Я снова всхлипываю и понятия не имею почему. Просто ощущение такое, словно с тех пор, как я вышла из стены с Алой Каргой за спиной и увидела, как она убивает Бэрронса и Риодана, меня скрутило в большой болезненный узел; и в миг, когда я увидела, что он живой, правда, по-настоящему живой, и мне не придется до конца жизни ходить с его смертью в голове, видя перед собой его гадскую самодовольную улыбку, — этот узел ослаб, а когда он ослаб, все во мне облегченно вздохнуло… Где-то внутри у меня, кажется, был целый колодец слез. У всех, наверное, есть такой вот запас, и если эти слезы никогда не выпускать, то, как только одна все-таки проберется наружу, дамбу прорвет, и поток будет уже не остановить. Ну почему никто никогда не рассказывал мне правил этой жизни? Если б я знала, как оно работает, я бы где-нибудь пряталась и ревела там, пока не нареву свою норму! Это хуже, чем стоп-кадрировать не с той ноги. Эмоции просто катятся кувырком, я не могу ничего контролировать.

Я смотрю на него и думаю: вот ведь черт, если бы и Алина могла вот так встать после того, что я с ней сделала. И у Мак снова была бы сестра. Мне не пришлось бы все время, каждую секунду каждого дня ненавидеть себя, хоть я и уверена, что в ту ночь Ровена что-то сделала со мной, превратила в автомат без собственной воли. Но я была там. Я была там! Я отвела ее в то место, где она умерла, я врала ей, говорила, что должна показать ей что-то важное. Я же ребенок, так что она мне доверяла! Я стояла на той аллее и смотрела, как сестру Мак убивают Феи, которых я могла остановить одним движением меча, и мне никогда этого не исправить и никогда не избавиться от той картинки в голове. Она останется выжженной у меня в душе до конца моей жизни, если, конечно, у меня будет жизнь после всей фигни, которую я натворила!

Я ударила Мак больнее, чем все остальные в ее жизни, и мне никогда этого не исправить.

И все равно… есть у этой тучи серебристые бока: если Риодан не умер, то и Бэрронс тоже. У Мак хотя бы остался Бэрронс.

— Ты убила сестру Мак, — говорит Риодан. — Да будь я проклят.

Я этого не говорила.

— Не смей влезать в мою голову!

Он вдруг оказывается с моей стороны стола, практически на мне. Снова толкает меня спиной в стену, сжимает мою голову ладонями и заставляет на себя посмотреть.

— Что ты чувствовала, когда думала, что убила меня.

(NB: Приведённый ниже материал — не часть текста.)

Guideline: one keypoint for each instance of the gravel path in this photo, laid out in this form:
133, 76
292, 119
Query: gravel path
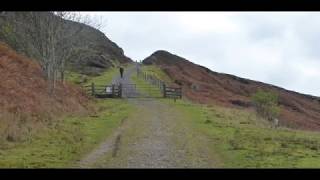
154, 137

Он смотрит мне в глаза, словно мне и не нужно отвечать, достаточно просто подумать. Я пытаюсь согнуться пополам, чтобы он не влез в мои мысли, а он не дает. Он держит меня крепко, но теперь почти мягко. Ненавижу, когда он мягкий. Я предпочитаю драться. Тогда я точно знаю, чего от него ожидать.

— Отвечай мне.

Я не отвечаю. Ни за что не буду ему отвечать. Ненавижу его. Потому что, когда думала, что убила его, я чувствовала себя такой одинокой, какой не была уже очень давно. Словно я не могла ходить по городу, зная, что его там нет. Пока я знала, что он есть где-то там, я понимала: мне будет куда пойти, если я попаду в беду. И пусть он не сделает именно того, чего я от него хочу, он все равно не даст мне погибнуть. Он поможет мне справиться с чем угодно и выжить. Я думаю, такое чувство бывает у детей, если им повезет с родителями. Мне не повезло. Я сжималась в клетке в комочек, пока мама делала макияж, брызгалась духами, мурлыкала песенки, одеваясь. Я думала, убьет ли она меня в этот раз, просто забыв обо мне. Надеялась, что ее новый приятель окажется гадким, и она вернется быстрее. Я знаю, что какую бы фигню Риодан не делал, он никогда обо мне не забудет. Он очень ответственно относится к мелочам. Мало кто в моем мире так может. А я для него мелочь.